In Warrandyte, we grew up with fire plans and a wary eye on days where there was a hot northerly wind in summer. My mum has stood on the roof of our house stuffing the downpipes with rags so she can fill the gutters with water, and has put out spotfires in the garden from burning embers carried on the wind. I was 17 and raged with helplessness from a mile up the road, because they wouldn't let me across the bridge at the Yarra to help her.

Melbourne's outskirts are burning again today, and people have died and they say there could be hundreds of homes burned. Towns that once marked stages in my journey as I drove from Mitchelton at Nagambie to Melbourne and 'home' will now be remembered for Black Saturday, February 7: Broadford, Kilmore, Wallan, Clonbinane... and others from 'the back road' down to Mum's: Whittlesea, Kinglake, Hursbridge.
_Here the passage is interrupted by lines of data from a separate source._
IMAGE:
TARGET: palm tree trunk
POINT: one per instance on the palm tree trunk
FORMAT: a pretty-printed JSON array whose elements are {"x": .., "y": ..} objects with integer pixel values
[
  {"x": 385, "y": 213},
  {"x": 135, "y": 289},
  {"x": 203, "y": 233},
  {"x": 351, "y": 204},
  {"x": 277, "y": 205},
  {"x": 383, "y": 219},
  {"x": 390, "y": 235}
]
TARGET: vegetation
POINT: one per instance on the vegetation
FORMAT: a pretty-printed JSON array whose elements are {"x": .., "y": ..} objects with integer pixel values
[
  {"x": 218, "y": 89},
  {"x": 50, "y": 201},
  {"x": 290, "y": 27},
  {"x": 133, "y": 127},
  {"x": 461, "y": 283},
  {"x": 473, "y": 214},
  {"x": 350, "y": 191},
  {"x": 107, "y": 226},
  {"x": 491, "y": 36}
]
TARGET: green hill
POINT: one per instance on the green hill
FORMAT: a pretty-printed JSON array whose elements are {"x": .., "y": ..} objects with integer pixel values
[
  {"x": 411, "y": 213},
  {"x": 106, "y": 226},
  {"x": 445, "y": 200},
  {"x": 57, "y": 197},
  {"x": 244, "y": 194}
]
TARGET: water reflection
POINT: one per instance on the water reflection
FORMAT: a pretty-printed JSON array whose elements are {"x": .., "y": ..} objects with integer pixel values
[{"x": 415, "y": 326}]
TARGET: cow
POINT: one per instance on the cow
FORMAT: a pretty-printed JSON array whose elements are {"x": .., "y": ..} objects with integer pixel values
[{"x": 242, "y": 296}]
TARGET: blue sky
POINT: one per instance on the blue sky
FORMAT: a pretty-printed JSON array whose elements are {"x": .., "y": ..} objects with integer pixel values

They're all in trouble tonight, along with Gippsland and Horsham and other places too.

Folks here in England can't possibly understand the concept of a fire so out of control that it's all you can do to get the people out. It can race up a hillside in seconds, gut a house in minutes. Flames roar 70 feet high and generate their own 100km an hour winds as they suck all the oxygen from the air.

A couple of years ago, one such fire burned out an area the size of Portugal in the high country - although few if any lives were lost. This time, the area is much, much smaller, but the results are much, much worse...

I don't much feel like watching the rugby any more.